Ilustrasi ini untuk menggambarkan bahwa ketidaktepatan dalam perencanaan tata jalan adalah salah satu penyebab kemacetan. Masih ingat dengan tragedi Brexit kan?

Yang kedua adalah mobil. Namanya macet ya karena terlalu banyak mobil. Maka, mobil yang harus dikurangi. Tapi siapa yang berani melawan arus geng otomotif di republik ini? Pertumbuhan mobil yang terlalu banyak, yang ngutang sebagian besarnya, malah diamini sebagai bentuk pertumbuhan ekonomi.

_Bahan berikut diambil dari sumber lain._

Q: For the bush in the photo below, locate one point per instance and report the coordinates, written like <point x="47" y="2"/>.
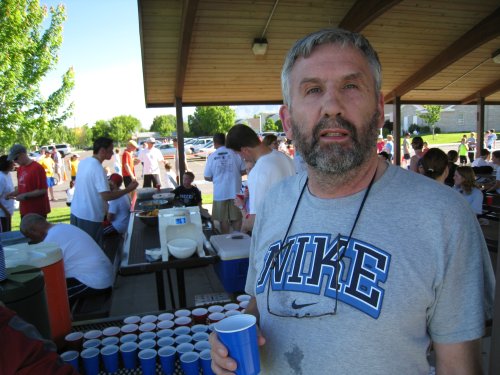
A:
<point x="414" y="127"/>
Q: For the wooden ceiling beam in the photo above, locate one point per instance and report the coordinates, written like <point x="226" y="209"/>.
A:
<point x="484" y="92"/>
<point x="481" y="33"/>
<point x="186" y="32"/>
<point x="364" y="12"/>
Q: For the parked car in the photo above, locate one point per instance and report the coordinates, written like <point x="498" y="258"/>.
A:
<point x="167" y="150"/>
<point x="200" y="142"/>
<point x="63" y="148"/>
<point x="206" y="150"/>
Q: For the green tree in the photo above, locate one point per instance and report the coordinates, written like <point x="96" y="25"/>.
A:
<point x="431" y="116"/>
<point x="83" y="136"/>
<point x="270" y="126"/>
<point x="122" y="128"/>
<point x="164" y="124"/>
<point x="27" y="53"/>
<point x="102" y="128"/>
<point x="211" y="120"/>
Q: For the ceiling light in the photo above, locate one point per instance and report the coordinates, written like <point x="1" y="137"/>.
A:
<point x="259" y="46"/>
<point x="496" y="56"/>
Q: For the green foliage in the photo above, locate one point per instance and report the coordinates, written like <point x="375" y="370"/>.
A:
<point x="432" y="115"/>
<point x="211" y="120"/>
<point x="279" y="125"/>
<point x="164" y="124"/>
<point x="27" y="53"/>
<point x="119" y="128"/>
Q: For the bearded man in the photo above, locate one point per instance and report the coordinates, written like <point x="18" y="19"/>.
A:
<point x="338" y="287"/>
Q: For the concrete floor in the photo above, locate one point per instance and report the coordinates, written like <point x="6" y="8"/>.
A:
<point x="136" y="294"/>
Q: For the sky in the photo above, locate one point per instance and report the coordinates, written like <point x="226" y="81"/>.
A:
<point x="101" y="43"/>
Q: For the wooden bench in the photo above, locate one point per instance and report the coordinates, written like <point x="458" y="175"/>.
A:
<point x="97" y="306"/>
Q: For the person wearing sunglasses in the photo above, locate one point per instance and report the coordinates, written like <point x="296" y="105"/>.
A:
<point x="31" y="190"/>
<point x="338" y="289"/>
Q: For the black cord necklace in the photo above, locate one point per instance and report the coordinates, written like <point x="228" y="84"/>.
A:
<point x="355" y="220"/>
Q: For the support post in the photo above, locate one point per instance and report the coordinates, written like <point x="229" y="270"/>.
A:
<point x="397" y="130"/>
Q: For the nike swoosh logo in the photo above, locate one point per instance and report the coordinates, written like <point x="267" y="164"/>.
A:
<point x="296" y="306"/>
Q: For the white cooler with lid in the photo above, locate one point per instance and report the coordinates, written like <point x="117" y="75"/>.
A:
<point x="233" y="250"/>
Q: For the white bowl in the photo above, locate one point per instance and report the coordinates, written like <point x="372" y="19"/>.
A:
<point x="182" y="247"/>
<point x="167" y="196"/>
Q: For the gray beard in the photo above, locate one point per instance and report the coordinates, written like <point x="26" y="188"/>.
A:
<point x="335" y="159"/>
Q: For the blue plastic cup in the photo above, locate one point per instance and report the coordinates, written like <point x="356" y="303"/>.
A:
<point x="130" y="337"/>
<point x="182" y="331"/>
<point x="109" y="355"/>
<point x="201" y="346"/>
<point x="147" y="344"/>
<point x="206" y="362"/>
<point x="92" y="343"/>
<point x="167" y="359"/>
<point x="129" y="354"/>
<point x="184" y="348"/>
<point x="148" y="361"/>
<point x="71" y="357"/>
<point x="183" y="339"/>
<point x="112" y="340"/>
<point x="147" y="336"/>
<point x="239" y="334"/>
<point x="200" y="336"/>
<point x="190" y="363"/>
<point x="90" y="358"/>
<point x="166" y="341"/>
<point x="165" y="333"/>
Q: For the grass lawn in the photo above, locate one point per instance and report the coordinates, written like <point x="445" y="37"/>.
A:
<point x="57" y="215"/>
<point x="443" y="138"/>
<point x="61" y="214"/>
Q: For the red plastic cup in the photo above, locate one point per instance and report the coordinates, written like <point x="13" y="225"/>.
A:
<point x="74" y="341"/>
<point x="489" y="200"/>
<point x="200" y="315"/>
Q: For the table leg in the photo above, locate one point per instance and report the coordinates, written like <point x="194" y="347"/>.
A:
<point x="170" y="289"/>
<point x="160" y="290"/>
<point x="181" y="286"/>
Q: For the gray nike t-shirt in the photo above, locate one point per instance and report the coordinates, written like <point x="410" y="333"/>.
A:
<point x="402" y="284"/>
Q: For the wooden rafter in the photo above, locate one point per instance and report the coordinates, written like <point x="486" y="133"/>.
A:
<point x="484" y="92"/>
<point x="481" y="33"/>
<point x="363" y="12"/>
<point x="187" y="24"/>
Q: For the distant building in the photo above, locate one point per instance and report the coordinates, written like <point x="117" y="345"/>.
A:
<point x="454" y="118"/>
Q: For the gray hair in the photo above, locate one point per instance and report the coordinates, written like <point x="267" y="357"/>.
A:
<point x="305" y="46"/>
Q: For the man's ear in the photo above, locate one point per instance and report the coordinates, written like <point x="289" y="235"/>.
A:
<point x="286" y="121"/>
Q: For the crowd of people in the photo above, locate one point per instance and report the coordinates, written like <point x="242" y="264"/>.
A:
<point x="323" y="266"/>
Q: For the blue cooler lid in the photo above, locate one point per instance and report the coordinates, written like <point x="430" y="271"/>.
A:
<point x="231" y="246"/>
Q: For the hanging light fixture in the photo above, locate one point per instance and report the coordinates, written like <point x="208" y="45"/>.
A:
<point x="259" y="46"/>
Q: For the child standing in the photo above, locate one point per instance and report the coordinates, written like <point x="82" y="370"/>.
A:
<point x="187" y="193"/>
<point x="462" y="151"/>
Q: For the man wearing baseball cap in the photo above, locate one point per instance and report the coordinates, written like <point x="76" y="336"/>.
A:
<point x="129" y="162"/>
<point x="151" y="157"/>
<point x="31" y="191"/>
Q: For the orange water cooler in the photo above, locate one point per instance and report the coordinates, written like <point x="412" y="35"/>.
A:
<point x="48" y="257"/>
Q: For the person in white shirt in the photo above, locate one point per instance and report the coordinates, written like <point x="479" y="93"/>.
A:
<point x="6" y="187"/>
<point x="270" y="167"/>
<point x="92" y="190"/>
<point x="225" y="168"/>
<point x="87" y="269"/>
<point x="151" y="158"/>
<point x="483" y="160"/>
<point x="118" y="210"/>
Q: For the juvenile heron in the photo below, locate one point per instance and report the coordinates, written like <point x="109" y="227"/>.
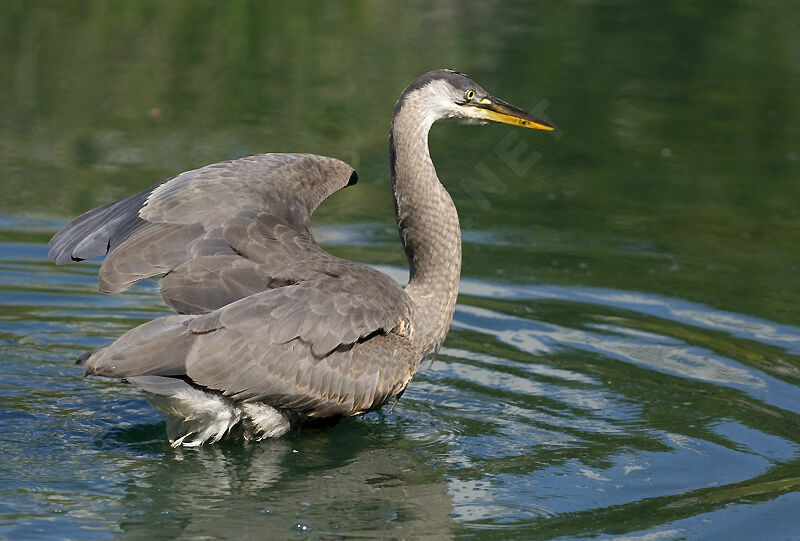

Satu-satunya motif yang masuk akal bagiku adalah profit. Gencarnya penggunaan uang elektronik ini dengan manajemen kas yang baik, akan mendatangkan profit. Treasury agent akan mudah memperkirakan idle cash harian untuk investasi jangka pendek.

Tak heran sekarang para pemain besar datang ke Indonesia untuk mengembangkan bisnis uang elektronik ini. Gojek bahkan menjadi terbesar keempat dan membuat seorang taipan menanamkan uangnya besar-besaran.

Ironi Uang Tunai, Ironi Inovasi

Keberadaan uang tunai pun adalah sebuah ironi. Uang tunai yang kita pegang sekarang sebenarnya punya sejarah panjang yang ironis. Tak ada lagi penjaminnya selain hanya kepercayaan terhadap pemerintah.

Waktu berlalu, teknologi berkembang. Kita punya kartu ATM, bisa ambil uang tunai di mana-mana, bisa jadi kartu debit untuk transaksi. Tapi lalu ada uang elektronik?

Apa coba kelebihan dari uang elektronik ini selain kita ga perlu jadi nasabah bank tersebut? Nggak ada. Yang dilakukan seharusnya adalah perluasan fungsi kartu debit, baik dari penggunaannya, kemudahannya, maupun keamanannya. Kartu ATM bisa dipakai buat e-toll dll dengan jaminan keamanan mumpuni. Dengan begitu, kita nggak perlu repot-repot punya banyak kartu.

Ironis kan? Setelah kalah gengsi dengan kartu kredit (kartu utang) yang banyak diberi fasilitas diskon dan kemudahan untuk memilikinya, kini kartu ATM juga kalah gengsi dengan kartu-kartu uang elektronik, yang kalau hilang…. gimana coba cara klaimnya, kalau nggak lebih ribet dari mau bikin SIM ke Polisi?